Kışın ardının bahar olduğuna inanmak, en karanlık anın, sabaha en yakın zaman olduğunu bilmek...
İnsanız, yaşadığımız günlere, insanlığın çektiği çillere bakınca, hüzünlenmemek, bazen umutsuzluğa kapılmamak da mümkün değil.
Bir baştan, bir başa, tüm İslam coğrafyasındaki kargaşayı ve kaosu görüp kalbi sızlamayan var mıdır?
Varsa da onlar için kaygılanmaya gerek yok. Aynı yolun yolcusu değiliz demektir.
Bizim gibi düşünen insanları görüyorum etrafta. Yüzlerinde, kalplerinin sızısı okunuyor. Dertli bir saz gibi, gönül tellerinde hüzün türküleri vardır:
“Bir gülün çevresi dikendir, hardır,
Bülbül gül elinden ah ile zardır”
Bazen kışın soğuğu zemheriye çevirir.
Gecenin karanlığı kör kuyulara döner.
Boran vurur, kış kıyamette perişan oluruz.
Lakin
“Kışın sonu bahardır,
Bu da gelir bu da geçer ağlama”
diye gönül sesi çıkar gelir dilimize.
Sadece ibadet ederek sorunlarımızı çözemeyiz. Sadece çalışmakla da sorunlarımızı çözemeyiz İnancımızı, umudumuzu, teslimiyetimizi sağlam tutmak zorundayız.

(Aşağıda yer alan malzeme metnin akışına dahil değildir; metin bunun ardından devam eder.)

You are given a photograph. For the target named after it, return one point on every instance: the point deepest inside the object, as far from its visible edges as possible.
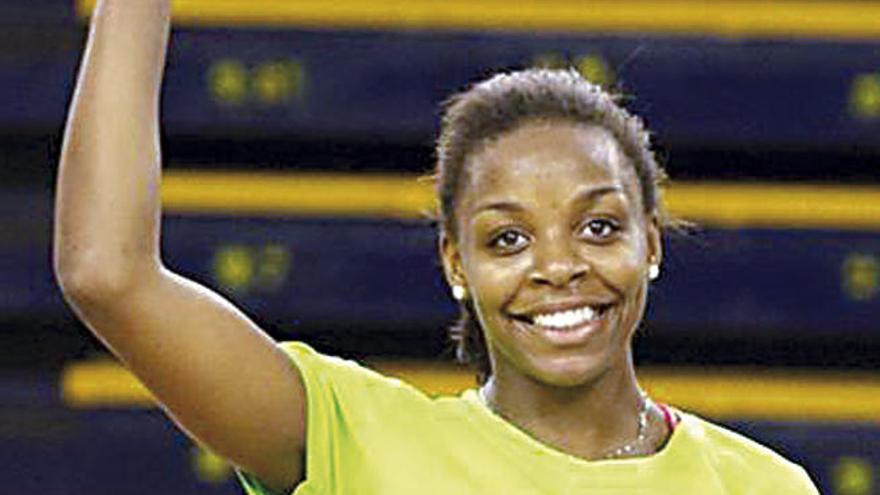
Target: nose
(556, 263)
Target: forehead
(547, 160)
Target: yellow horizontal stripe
(716, 393)
(734, 18)
(402, 196)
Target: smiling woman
(551, 230)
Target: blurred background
(294, 135)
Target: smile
(565, 328)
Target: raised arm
(212, 369)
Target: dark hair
(499, 105)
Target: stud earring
(458, 292)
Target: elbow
(88, 282)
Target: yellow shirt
(374, 435)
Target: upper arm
(214, 371)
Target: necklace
(624, 450)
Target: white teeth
(566, 318)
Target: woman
(550, 230)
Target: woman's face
(554, 249)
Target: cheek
(621, 268)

Zor zamanlardan geçiyoruz.
Zor imtihanlar.
Geleceğimizi bu imtihanları kazanan yiğitler, bahadırlar şekillendirecek.
Nağmelerde, şiirlerde gönül sızısını teselli edenlerin sığındığı bir teslimiyettir bunlar.
Allah büyüktür ve en güzel vekildir.